Maps (Static)¶
PyPSA has a built-in method to map parameters and results in a static plot using n.plot(). For interactive maps, please see Interactive Maps
Input data¶
import geopandas as gpd
import pypsa
n = pypsa.examples.scigrid_de()
INFO:pypsa.network.io:Retrieving network data from https://github.com/PyPSA/PyPSA/raw/v1.0.5/examples/networks/scigrid-de/scigrid-de.nc.
INFO:pypsa.network.io:Imported network 'SciGrid-DE' has buses, carriers, generators, lines, loads, storage_units, transformers
Preparation¶
For illustrative purposes and a simpler postprocessing workflow, we cluster the network based on federal states. For a more detailed guide on clustering, please go to Network Clustering. Within the scope of this guide, you can ignore the following blocks.
n.calculate_dependent_values()
n.lines = n.lines.reindex(columns=n.components["Line"]["defaults"].index[1:])
n.lines["type"] = "Al/St 240/40 2-bundle 220.0"
n.buses = n.buses.reindex(columns=n.components["Bus"]["defaults"].index[1:])
n.buses["frequency"] = 50
url = "https://media.githubusercontent.com/media/wmgeolab/geoBoundaries/9469f09592ced973a3448cf66b6100b741b64c0d/releaseData/gbOpen/DEU/ADM1/geoBoundaries-DEU-ADM1-all.zip"
states = gpd.read_file(url, layer="geoBoundaries-DEU-ADM1_simplified")
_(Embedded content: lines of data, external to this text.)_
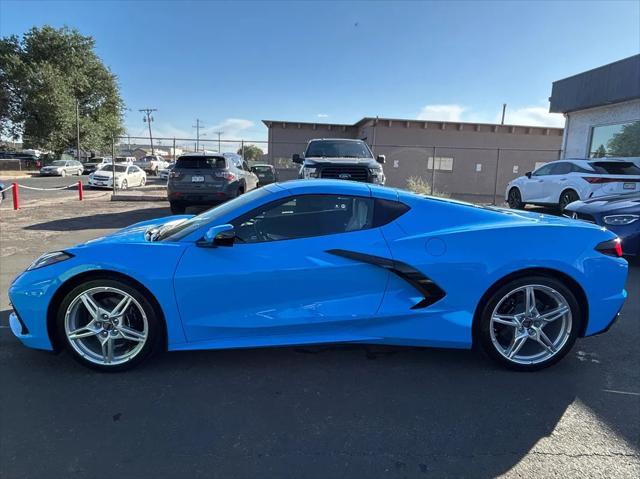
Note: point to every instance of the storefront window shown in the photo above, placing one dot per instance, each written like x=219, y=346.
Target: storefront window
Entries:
x=622, y=139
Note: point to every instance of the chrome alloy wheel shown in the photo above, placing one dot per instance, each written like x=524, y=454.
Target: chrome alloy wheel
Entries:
x=531, y=324
x=106, y=326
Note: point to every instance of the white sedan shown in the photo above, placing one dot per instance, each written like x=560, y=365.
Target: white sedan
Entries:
x=562, y=182
x=126, y=177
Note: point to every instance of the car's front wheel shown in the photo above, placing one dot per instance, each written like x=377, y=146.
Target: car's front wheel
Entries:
x=566, y=198
x=108, y=325
x=514, y=199
x=530, y=323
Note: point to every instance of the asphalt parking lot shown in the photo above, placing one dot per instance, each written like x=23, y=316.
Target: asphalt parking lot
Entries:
x=339, y=411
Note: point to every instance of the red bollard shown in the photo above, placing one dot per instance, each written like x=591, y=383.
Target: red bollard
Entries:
x=16, y=196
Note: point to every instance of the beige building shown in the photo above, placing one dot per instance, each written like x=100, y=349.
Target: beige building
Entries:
x=472, y=160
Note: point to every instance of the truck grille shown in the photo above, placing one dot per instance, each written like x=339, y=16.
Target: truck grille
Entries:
x=354, y=173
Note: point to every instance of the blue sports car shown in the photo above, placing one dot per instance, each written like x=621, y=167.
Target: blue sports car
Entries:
x=324, y=261
x=620, y=214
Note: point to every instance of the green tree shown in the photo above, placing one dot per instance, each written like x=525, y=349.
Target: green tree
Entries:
x=626, y=142
x=251, y=153
x=42, y=76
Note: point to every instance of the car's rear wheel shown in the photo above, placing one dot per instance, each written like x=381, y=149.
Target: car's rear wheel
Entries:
x=108, y=325
x=514, y=199
x=566, y=198
x=177, y=208
x=530, y=323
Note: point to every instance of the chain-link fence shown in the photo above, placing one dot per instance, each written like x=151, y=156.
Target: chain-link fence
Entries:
x=467, y=173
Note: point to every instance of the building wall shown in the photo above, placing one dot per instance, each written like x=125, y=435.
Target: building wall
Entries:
x=408, y=144
x=579, y=123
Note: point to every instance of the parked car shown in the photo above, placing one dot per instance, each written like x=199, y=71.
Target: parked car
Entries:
x=126, y=176
x=326, y=261
x=165, y=172
x=208, y=179
x=266, y=174
x=620, y=214
x=62, y=168
x=340, y=159
x=562, y=182
x=152, y=164
x=92, y=165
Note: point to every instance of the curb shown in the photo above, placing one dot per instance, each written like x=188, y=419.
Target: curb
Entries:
x=138, y=198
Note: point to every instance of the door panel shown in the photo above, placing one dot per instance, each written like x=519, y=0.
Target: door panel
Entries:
x=280, y=287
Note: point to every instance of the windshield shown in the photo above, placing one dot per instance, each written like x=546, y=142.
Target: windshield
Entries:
x=109, y=167
x=338, y=149
x=616, y=168
x=201, y=162
x=184, y=228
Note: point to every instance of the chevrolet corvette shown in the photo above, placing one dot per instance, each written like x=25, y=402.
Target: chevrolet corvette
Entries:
x=327, y=261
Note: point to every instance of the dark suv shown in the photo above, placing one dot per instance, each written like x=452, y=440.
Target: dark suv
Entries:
x=341, y=159
x=207, y=179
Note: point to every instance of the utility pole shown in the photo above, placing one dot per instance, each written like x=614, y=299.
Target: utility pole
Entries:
x=219, y=133
x=197, y=126
x=148, y=119
x=78, y=130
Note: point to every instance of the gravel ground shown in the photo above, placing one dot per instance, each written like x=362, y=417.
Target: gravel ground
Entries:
x=343, y=411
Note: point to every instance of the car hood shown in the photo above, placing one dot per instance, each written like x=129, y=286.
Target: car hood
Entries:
x=136, y=233
x=607, y=203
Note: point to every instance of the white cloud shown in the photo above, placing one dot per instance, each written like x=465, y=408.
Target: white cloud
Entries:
x=442, y=112
x=528, y=116
x=533, y=116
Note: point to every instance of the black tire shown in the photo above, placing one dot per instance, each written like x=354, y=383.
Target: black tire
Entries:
x=155, y=336
x=483, y=333
x=566, y=198
x=514, y=199
x=177, y=208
states["shapeName"] = states["shapeName"].apply(
lambda x: x.encode("latin1").decode("utf-8")
) # fix encoding issue
bus_coords = gpd.GeoDataFrame(
geometry=gpd.points_from_xy(n.buses.x, n.buses.y, crs=4326), index=n.buses.index
)
busmap = bus_coords.to_crs(3035).sjoin_nearest(states.to_crs(3035), how="left").shapeISO
nc = n.cluster.cluster_by_busmap(busmap)
By default, calling n.plot() will render all network components based on the x and y coordinates defined in n.buses. This allows us to get a first visual overview on the two networks, before and after clustering.
n.plot()
{'nodes': {'Bus': <matplotlib.collections.PatchCollection at 0x792cf3f72900>},
'branches': {'Line': <matplotlib.collections.LineCollection at 0x792cf3f72a50>,
'Transformer': <matplotlib.collections.LineCollection at 0x792d10b80f50>},
'flows': {}}
nc.plot()
{'nodes': {'Bus': <matplotlib.collections.PatchCollection at 0x792cf3fdefd0>},
'branches': {'Line': <matplotlib.collections.LineCollection at 0x792cf3fdf110>},
'flows': {}}
Retrieving Results Data¶
To map result to parameters of n.plot(), we first solve the network and then use n.statistics() to calculate relevant metrics.
# We reduce logging output for clarity
import logging
logging.getLogger("pypsa").setLevel(logging.ERROR)
logging.getLogger("linopy").setLevel(logging.ERROR)
nc.optimize()
Writing constraints.: 0%| | 0/14 [00:00<?, ?it/s]
Writing constraints.: 14%|█▍ | 2/14 [00:00<00:00, 12.55it/s]
Writing constraints.: 93%|█████████▎| 13/14 [00:00<00:00, 57.85it/s]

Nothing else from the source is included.